闻到烧焦的味道,余望楚猛然回头,却看见房间一圈都起了火。
他顷刻间就乱了神,急忙去找出口但是大门口火势最猛,眼下最可能逃出去的就是两个窗户了。
令人绝望的是,这窗户是那就老旧的铁窗,余望楚一边看着火,一边将铁窗摇的咯吱咯吱作响,却还是无法撼动半分。
“救命啊——!”
“起火了!”
“有没有人,救命啊!”
偏偏当时为了不吵到人练习,他们选了一处偏僻的地方。
余望楚是叫天天不灵,叫地地不应。
“不能坐以待毙了。”
眼前大火倒映在余望楚的眼里,他的眼神逐渐变得坚定,竟然不顾大火,直接闯到了门口。
所有人都为迟糖捏了一把汗。
简林更是担心地站起来。
“无声……这不行,这火太大了,可能要出事啊。”
“快喊卡啊,导演!”
阙无声没有吭声,紧紧看着屏幕上的迟糖,始终没有喊卡。
余望楚的手被烧伤了一部分,他用力踹门,终于踹开了一道缝隙,也看到了门上面的锁链。
这是剧本埋下的伏笔,是一个反社会人格的故意报复,也是后续其他四个人因为余望楚唯一一次重修旧好,抓到了真凶。
头顶的木棍不停掉落,砸了下来,余望楚抱着一堆乐器,跑到了钢琴旁边,怔怔地望着大火,最后无奈一笑。
“这是……没有办法的事呀。”
周围只有火烧的劈哩叭啦声,余望楚抱着一堆乐器,坐在钢琴凳上,手指有一下没一下弹钢琴,而大火逐步向他靠近,进而吞噬他。
背对火海弹钢琴,是余望楚留给所有人的最后一幕。
“卡———!过了!”阙无声大喊,“快给我灭火!”
洒水车就在旁边早早地等待,旋即一大水直接将小木屋冲散了,迟糖被冲得一激灵,两条手臂的烫伤明显,肩膀禁不住发抖。
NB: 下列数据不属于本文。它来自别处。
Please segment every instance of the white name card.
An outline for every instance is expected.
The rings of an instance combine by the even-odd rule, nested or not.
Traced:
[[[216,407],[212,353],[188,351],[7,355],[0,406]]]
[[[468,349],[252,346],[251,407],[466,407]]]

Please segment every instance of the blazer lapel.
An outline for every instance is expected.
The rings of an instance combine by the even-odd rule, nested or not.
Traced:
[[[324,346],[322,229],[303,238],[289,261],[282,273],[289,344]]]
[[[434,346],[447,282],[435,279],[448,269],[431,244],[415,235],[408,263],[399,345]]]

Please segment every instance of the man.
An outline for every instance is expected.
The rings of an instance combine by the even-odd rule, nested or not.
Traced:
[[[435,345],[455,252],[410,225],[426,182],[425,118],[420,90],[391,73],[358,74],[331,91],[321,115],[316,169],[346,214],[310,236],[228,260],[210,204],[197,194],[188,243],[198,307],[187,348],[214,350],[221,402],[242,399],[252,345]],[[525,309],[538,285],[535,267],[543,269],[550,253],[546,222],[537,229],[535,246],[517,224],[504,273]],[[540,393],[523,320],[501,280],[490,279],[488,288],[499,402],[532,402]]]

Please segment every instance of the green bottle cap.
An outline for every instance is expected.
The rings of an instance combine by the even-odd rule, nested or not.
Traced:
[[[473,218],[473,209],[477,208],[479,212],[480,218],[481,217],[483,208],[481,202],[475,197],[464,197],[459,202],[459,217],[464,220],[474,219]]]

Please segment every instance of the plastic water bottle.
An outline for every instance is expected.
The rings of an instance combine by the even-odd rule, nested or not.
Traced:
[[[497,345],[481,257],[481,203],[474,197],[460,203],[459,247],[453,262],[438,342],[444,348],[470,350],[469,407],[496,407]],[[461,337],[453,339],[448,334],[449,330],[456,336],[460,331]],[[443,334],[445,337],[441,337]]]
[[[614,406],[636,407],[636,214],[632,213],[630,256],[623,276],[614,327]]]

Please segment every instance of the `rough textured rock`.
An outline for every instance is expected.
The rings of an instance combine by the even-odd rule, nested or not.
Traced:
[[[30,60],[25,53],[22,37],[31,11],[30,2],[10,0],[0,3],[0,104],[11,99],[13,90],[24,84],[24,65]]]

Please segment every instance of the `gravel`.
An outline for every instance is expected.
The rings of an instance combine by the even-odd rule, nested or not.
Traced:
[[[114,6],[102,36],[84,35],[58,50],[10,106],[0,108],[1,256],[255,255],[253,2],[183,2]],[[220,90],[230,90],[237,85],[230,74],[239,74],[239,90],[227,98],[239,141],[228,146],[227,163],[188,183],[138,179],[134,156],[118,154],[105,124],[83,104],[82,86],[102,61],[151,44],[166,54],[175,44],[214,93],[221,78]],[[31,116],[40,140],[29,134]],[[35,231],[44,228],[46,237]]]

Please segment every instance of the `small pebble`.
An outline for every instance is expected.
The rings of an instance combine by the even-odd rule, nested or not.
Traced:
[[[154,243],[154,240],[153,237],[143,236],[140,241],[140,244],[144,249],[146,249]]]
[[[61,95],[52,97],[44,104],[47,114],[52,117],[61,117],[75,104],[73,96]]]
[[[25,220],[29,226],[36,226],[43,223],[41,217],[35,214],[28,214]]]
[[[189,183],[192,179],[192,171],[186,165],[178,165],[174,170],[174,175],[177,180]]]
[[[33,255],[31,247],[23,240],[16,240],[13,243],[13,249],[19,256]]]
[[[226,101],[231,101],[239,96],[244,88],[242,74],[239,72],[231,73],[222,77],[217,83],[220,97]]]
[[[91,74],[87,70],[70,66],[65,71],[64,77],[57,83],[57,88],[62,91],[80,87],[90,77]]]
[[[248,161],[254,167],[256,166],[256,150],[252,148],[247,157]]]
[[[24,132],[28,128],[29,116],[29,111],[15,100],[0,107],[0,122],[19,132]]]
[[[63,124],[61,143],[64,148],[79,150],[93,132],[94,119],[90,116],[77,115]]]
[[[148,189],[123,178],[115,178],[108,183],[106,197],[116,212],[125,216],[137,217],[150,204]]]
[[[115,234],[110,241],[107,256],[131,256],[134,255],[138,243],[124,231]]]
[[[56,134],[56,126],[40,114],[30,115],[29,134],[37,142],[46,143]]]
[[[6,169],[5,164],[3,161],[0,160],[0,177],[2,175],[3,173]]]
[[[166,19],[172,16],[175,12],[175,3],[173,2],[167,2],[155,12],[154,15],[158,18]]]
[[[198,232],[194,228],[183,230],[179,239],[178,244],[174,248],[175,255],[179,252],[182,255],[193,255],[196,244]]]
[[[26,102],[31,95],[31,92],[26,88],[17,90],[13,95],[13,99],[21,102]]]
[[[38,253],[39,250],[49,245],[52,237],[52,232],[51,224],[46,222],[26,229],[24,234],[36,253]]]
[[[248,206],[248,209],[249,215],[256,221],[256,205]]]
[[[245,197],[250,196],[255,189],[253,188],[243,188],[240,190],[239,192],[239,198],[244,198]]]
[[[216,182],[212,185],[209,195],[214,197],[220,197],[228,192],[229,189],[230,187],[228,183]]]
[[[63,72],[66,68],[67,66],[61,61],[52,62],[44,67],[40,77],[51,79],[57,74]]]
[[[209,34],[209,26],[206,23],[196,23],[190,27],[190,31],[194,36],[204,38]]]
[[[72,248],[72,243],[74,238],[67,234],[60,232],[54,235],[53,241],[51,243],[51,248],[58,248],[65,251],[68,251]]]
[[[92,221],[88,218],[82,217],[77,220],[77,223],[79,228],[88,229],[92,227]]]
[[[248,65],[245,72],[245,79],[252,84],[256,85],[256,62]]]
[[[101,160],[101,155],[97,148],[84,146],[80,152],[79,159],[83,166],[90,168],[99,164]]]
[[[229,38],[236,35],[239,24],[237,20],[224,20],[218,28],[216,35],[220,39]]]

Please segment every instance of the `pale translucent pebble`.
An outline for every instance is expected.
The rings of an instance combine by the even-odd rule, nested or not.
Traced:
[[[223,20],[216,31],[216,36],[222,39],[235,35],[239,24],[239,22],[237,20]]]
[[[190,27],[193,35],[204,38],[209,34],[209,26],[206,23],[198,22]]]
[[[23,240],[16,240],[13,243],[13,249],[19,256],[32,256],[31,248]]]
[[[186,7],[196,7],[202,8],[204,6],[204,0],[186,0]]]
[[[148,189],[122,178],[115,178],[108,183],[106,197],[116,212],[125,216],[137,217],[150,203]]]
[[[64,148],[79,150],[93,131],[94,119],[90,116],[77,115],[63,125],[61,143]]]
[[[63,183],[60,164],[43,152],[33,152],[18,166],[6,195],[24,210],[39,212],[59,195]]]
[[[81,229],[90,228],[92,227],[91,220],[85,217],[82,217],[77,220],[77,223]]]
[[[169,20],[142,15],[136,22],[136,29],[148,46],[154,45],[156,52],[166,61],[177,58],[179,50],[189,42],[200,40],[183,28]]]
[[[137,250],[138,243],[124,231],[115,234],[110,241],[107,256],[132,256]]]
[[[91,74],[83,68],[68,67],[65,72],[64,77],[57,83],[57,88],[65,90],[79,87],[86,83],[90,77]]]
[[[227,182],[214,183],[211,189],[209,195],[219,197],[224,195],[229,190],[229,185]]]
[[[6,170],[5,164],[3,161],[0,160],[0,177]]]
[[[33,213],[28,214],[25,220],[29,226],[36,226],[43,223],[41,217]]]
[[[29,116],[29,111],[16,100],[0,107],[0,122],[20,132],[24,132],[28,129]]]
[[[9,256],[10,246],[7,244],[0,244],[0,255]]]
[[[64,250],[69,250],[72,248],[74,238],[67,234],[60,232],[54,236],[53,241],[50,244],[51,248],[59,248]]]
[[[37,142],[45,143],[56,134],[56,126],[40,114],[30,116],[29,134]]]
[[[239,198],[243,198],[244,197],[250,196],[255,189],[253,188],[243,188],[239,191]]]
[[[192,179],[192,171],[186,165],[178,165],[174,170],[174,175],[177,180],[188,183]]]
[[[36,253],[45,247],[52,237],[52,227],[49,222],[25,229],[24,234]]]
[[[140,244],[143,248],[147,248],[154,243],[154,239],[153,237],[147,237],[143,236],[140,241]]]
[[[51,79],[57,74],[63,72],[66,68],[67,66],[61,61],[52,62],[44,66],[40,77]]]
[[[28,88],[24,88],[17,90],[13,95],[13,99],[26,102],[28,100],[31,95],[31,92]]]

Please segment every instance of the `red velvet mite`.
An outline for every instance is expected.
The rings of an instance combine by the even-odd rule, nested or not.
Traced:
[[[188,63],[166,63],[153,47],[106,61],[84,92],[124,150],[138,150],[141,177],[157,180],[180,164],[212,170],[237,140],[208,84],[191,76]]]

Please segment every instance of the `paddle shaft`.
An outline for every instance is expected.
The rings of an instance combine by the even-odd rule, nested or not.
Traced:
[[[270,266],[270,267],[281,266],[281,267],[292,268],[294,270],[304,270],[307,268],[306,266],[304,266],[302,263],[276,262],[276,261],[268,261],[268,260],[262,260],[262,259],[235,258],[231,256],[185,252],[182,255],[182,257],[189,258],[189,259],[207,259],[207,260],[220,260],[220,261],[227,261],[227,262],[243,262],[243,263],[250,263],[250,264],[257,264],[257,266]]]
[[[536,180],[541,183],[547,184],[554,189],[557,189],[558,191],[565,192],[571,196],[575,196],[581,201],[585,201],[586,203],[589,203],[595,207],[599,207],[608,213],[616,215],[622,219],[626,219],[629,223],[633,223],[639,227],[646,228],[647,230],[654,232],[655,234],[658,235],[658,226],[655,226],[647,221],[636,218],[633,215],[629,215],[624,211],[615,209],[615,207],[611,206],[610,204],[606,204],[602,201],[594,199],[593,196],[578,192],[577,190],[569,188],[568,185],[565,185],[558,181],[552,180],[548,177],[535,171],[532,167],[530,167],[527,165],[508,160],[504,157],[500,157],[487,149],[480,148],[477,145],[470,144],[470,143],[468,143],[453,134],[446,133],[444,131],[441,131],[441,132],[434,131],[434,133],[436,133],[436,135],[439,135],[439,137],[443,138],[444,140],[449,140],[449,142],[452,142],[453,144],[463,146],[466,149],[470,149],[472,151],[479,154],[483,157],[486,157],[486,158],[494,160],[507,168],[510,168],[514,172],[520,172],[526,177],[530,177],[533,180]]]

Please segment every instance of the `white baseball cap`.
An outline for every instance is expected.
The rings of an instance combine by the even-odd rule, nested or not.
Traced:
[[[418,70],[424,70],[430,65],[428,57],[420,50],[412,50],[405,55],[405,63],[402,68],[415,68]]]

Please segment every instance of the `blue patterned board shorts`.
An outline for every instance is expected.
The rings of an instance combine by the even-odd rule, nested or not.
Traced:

简林和言愿赶紧上前,用大毛巾包裹住他,上药的时候脸色更是惨白。
阙无声蹙眉,“先去医院,这伤太严重了。”
简林怒瞪他一眼,马不停蹄带着迟糖冲去医院。
一路上迟糖都在发抖,他觉得又冷又热,强撑着拍完的那一刻,后颈发热异常。
他呼出一口热气,“言愿打开我的手机,密码是9999,帮我找一个联系人,叫杨蕴,给他打电话。”
言愿立刻点头,“好,我马上。”
手臂的烫伤用冰袋敷着,迟糖还不至于太糟糕,当时他看见那火那么大,心中真切觉得害怕,那时候的老师,应该比他更害怕吧。
电话一过去就被接通了。
“迟糖,我是杨蕴。”
迟糖有点虚弱,“我现在好像发发情了,可以注射抑制剂吗?”
“你现在在哪?跟你描述一下你的身体状况。”
“我还在南泽,后颈发热,感觉喉咙很干,头也很晕眩,闻不到气味。”
“迟糖,你先吃抑制药,抑制器的作用对你太大了,不利于你的腺体发育。”
“好,那先这样。”
迟糖挂了电话,拿出两粒抑制药咽了下去,身体的燥热瞬间褪去一大半。
抵达医院后,手臂的烧伤不能留疤,要尽快治疗,要做修复手术,加上是处于即将发情的这种特殊阶段。
Oga医生建议他住院。
阙无声作为导演,迟糖受伤,他有全责,等他第二天赶到医院的时候,却得知了迟糖被人带走的消息,他想道歉都道不了,有些话他想问,也没机会问了。
事情发生在昨天晚上。
迟糖躺在床上,脑袋昏昏沉沉的睡着,忽然在睡梦中,感觉有人抓住他的脚踝。
是一只很大又很有力量的手,他挣脱不开,急得踹了一脚,听见一道低沉的闷哼,整个人瞬间惊醒,瞪大眼睛坐起来,呆呆和面前的男人对视。
老天爷啊。
这应该还是梦吧。
不然他怎么会在这里看见温珩景。
温珩景被他踹了下,胸前的衣服变得皱皱巴巴。
他看见迟糖呆萌的脸,伸手捏了捏他带着一些肉感的脸,软软的,剧组伙食不差,迟糖很难得,胖了一点点。
迟糖捂着自己的脸,大惊失色,顿时清醒过来,“温…温…温先生!!你…你怎么会会在这里?!”
温珩景低头看他,慢慢道:“杨蕴告诉我,你受伤了,我开完会,顺道带你回去。”
迟糖愣愣应下,眼前的一切实在是太震惊了,他还有些回不来神。